Client 9: The Rise And Fall Of Eliot Spitzer photos
The latest in a series of documentaries by eminent maven muckraker Alex Gibney (Enron: The Smartest Guys In The Room, Casino Jack and The United States of Money), Client 9 is, in contrast, a positive-leaning puff piece presenting the provocative claim that the sexually disgraced former NYS governor’s ongoing cleanup campaign of Wall Street could have entirely prevented the ensuing economic crisis still plaguing the country. Which, considering the fact that the meltdown was global, is really a stretch.
The film also dabbles in explaining away Spitzer’s private darker side by way of an artist’s surreal flights of fancy on canvas, intimating that humans are simply half and half. We’re not talking coffee; rather, the “angel and animal hybrid” that tends to define humankind. Spitzer himself, who speaks on camera frequently without being challenged, is fonder of grandiosity, in characterizing his fall from grace, as a Greek mythology-style targeted assassination by the gods, which takes that half-and-half notion to an entirely different level in the realm of half truths.
What transpires is a celebration of Spitzer’s well-earned title of “Sheriff of Wall Street,” targeting those financial “masters of the universe” in addition to a cast of disreputable characters, both at the stock exchange and in government, who gloat over his downfall. Meanwhile, the publicly straitlaced, regulation-obsessed Spitzer’s reckless private behavior is more reticently touched upon and never quite gels with the rest of the documentary.
So was Spitzer a closet danger junkie, a stranger sex addict, the traumatized boyhood victim of a stern real estate tycoon dad “who foreclosed me in monopoly,” or someone possessed of a kind of adolescent sense of indestructibility and omnipotence that enormous power and wealth can bring? Even a shrink’s interjected two cents would have been helpful. Instead, we’re treated to the nonsensical rants of the luv guv’s giggly pimpette, a woman now serving time in the federal pen linked to her vocation of choice, and an actress stiffly roleplaying one of Spitzer’s call girls (no, not that one) because she doesn’t want her face, only her unchallenged claims, publicized.
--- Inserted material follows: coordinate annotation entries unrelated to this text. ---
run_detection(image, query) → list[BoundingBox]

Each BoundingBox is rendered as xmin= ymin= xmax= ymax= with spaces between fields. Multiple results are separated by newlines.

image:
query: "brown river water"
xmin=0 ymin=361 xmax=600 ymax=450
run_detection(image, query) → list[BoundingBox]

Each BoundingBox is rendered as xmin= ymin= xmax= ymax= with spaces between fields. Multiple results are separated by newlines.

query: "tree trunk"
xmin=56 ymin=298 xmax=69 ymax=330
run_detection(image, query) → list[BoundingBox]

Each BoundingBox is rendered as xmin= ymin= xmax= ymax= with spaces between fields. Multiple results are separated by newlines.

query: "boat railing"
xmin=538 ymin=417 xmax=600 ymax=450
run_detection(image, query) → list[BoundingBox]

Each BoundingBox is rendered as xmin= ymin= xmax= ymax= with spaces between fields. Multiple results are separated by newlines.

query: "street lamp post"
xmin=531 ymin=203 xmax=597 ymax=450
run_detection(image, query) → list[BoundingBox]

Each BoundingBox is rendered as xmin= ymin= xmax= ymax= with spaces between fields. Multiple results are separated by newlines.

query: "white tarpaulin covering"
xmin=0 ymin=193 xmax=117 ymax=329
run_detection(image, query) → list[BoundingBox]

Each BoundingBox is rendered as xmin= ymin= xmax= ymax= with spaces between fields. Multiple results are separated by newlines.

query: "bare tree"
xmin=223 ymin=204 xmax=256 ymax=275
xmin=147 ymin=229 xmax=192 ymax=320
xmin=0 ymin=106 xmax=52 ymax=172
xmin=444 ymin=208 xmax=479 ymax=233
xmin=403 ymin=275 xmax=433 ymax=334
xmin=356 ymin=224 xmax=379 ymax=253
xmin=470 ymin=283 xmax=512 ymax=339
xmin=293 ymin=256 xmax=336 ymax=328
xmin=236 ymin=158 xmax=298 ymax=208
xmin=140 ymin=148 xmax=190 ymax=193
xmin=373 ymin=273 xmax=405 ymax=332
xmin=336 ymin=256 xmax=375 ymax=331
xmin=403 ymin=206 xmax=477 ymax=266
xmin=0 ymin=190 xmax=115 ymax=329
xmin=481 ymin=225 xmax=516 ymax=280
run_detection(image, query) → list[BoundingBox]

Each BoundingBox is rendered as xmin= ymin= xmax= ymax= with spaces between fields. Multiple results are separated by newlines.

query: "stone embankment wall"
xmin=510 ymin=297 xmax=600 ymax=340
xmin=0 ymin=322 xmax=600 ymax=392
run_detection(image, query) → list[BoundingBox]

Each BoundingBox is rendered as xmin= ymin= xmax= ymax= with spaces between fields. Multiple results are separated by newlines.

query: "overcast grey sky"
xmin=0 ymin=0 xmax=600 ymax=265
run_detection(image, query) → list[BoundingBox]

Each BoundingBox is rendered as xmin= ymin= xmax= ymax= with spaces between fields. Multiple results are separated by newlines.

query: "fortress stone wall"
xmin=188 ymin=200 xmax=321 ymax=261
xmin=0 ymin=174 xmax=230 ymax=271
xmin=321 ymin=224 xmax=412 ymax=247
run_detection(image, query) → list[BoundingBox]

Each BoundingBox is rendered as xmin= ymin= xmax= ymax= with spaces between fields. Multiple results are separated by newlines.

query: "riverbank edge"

But what the documentary lacks as a balanced portrait is another dark side that can be attributed to Spitzer, information gleaned from my astute critic colleague Louis Proyect—who would seem to qualify as a potential esteemed documentarian himself:
1. As Attorney General, Spitzer engaged in union busting and filed numerous draconian injunctions against the NYC Transit Workers Union and jailed their president.
2. He urged Bush to attack Iraq before the war began.
3. Spitzer supported the death penalty, applied disproportionately against nonwhites.
4. He aggressively defended then-Governor Pataki in court against a challenge to the state’s racist school funding formula.
5. He supported closing hospitals.
6. Spitzer’s connection to the NYC real estate conglomerates, through his multi-millionaire real estate baron father, may have been connected to his receiving big financial campaign contribution.
When all is said and done, it’s hard not to wonder: Perhaps Spitzer’s mission was less about protecting the public interest than intervening in the housing market anarchy afflicting Wall Street on behalf of the entrenched interests of the real estate gentry. Not, coincidentally, counting his family among them as well.